In this regard, over the last decades scientists conducted several studies on rainfall time series. These studies investigated potential trends in different rainfall indicators, such as total and maximum annual precipitation and mean daily intensity29,30,31. A tendency toward higher frequencies of heavy and extreme rainfalls emerged for some areas32. In most of these areas, an increase in total precipitation has also been observed, for instance in26, thanks to the analysis of 247 stations over the 1921–2000 period.

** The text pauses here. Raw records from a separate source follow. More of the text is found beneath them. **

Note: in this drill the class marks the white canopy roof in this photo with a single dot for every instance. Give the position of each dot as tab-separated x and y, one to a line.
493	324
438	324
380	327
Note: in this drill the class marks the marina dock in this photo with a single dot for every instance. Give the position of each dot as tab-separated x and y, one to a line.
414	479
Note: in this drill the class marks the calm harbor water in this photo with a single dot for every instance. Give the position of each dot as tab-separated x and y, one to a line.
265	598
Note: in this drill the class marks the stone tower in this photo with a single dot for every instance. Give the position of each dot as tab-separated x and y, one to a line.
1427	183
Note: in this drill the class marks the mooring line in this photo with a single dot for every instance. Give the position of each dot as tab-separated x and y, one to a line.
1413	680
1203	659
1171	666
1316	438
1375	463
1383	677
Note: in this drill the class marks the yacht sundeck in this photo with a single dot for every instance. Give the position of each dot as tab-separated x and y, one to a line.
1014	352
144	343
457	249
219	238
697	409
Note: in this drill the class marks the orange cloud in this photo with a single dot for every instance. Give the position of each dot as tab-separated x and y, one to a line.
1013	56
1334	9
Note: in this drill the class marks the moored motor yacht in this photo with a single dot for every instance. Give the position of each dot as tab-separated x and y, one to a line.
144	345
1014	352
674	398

However, the correlation between the increase of total precipitation and extreme events is not always clear, as in other areas (i.e. Italy) several authors have observed an increase in heavy precipitation, together with a tendency towards a decrease in the total amount of precipitations33. Among the studies mentioned, a few of them were specifically focused on the Mediterranean areas, given their peculiar climate, which is affected by interactions between mid-latitude and tropical processes, lying between the arid climate of North Africa and the temperate and rainy climate of central Europe. For these reasons, even relatively minor modifications of the general circulation can lead to substantial changes in the Mediterranean climate29,30,31,32,33,34,35, including rainfall frequency36, thus making these areas vulnerable to climatic changes and in particular to catastrophic precipitations.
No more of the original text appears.